My first real data pipeline, held together with hope and cron
Data
A 25-year architect's story of a first data pipeline built on cron and hope. It covers the silent failures that followed and the hard-won, non-negotiable lessons.
The green cursor blinked in the terminal, a steady pulse at 2 AM. A shell script, wrapping a few hundred lines of Python, had just finished its first run. It pulled data from a partner API, tidied it into a CSV, and loaded it into our production database. I added the execution line to the server's crontab, set it to run hourly, and leaned back. It felt like engineering: simple, effective, automated. It was also a time bomb.
This is the story of that first real pipeline—the kind that graduates from a notebook into something a business depends on. It’s about the deceptive simplicity of early automation and the foundational patterns the demos so often leave out.
The Architecture of Hope
The business need was simple: get daily sales data from a third-party logistics provider into our system. The provider had a basic REST API, making a quick script seem like the perfect tool. The stack was a masterpiece of pragmatism, or so I told myself. A Python script used requests to fetch data and pandas to flatten the JSON. A second step in the same shell script called psql to bulk-insert the data from a temp file.
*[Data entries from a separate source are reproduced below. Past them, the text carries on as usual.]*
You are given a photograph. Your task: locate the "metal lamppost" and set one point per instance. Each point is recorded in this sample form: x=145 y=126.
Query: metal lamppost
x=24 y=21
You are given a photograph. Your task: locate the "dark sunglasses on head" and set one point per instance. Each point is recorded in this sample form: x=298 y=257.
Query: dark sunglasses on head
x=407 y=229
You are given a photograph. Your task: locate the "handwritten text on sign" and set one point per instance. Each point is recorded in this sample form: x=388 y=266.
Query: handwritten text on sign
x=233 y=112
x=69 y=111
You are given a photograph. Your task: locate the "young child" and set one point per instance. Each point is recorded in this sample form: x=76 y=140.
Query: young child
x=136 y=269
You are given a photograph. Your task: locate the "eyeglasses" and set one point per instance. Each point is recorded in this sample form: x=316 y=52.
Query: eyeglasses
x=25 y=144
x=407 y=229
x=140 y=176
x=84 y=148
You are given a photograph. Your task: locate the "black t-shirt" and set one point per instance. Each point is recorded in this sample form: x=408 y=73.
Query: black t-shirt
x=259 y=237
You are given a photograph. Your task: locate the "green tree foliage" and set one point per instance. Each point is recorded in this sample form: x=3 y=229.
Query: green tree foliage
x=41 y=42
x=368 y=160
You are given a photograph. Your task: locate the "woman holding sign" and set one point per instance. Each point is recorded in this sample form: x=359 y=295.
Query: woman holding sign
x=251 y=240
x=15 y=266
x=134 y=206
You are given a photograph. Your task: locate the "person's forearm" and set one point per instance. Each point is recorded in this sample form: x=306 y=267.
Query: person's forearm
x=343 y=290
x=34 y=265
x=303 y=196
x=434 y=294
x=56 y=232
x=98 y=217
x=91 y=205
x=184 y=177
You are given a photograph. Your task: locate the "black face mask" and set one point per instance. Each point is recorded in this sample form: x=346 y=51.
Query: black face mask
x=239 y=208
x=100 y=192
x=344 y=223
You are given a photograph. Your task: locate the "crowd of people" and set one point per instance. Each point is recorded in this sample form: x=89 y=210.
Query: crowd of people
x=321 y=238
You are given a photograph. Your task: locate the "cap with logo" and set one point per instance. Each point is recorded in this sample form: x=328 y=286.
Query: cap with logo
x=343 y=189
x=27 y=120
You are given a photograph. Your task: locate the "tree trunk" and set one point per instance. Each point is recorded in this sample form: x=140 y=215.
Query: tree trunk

The entire operation was kicked off by a single line in crontab -e:
0 * * * * /home/juan/bin/run_hourly_sync.sh >> /var/log/sync.log 2>&1
This was deterministic automation, I thought. No complex orchestrator, no vendor platform. Just pure Linux tooling. What could possibly go wrong?
Where Simplicity Becomes a Liability
For a few weeks, the script hummed along. But cron doesn't care if your logic is sound; it only cares about running the command on schedule. The silent failures began.
First, the upstream API added a new, optional field. My script, expecting a fixed structure, didn't break—it just silently dropped the new data. A week later, a manager asked why a new region wasn't showing up in the dashboard. The pipeline was "working," but it was producing the wrong answer, and nobody knew.
The second failure was catastrophic. A holiday sales spike caused the API call to take longer than sixty minutes. The next cron job kicked off while the first was still running. Both instances tried to write to the same temporary file, corrupting it. They then fought for a database lock, leading to a cascade of failures. The pipeline ground to a halt, piling up zombie processes until the server's load average spiked and took other services with it.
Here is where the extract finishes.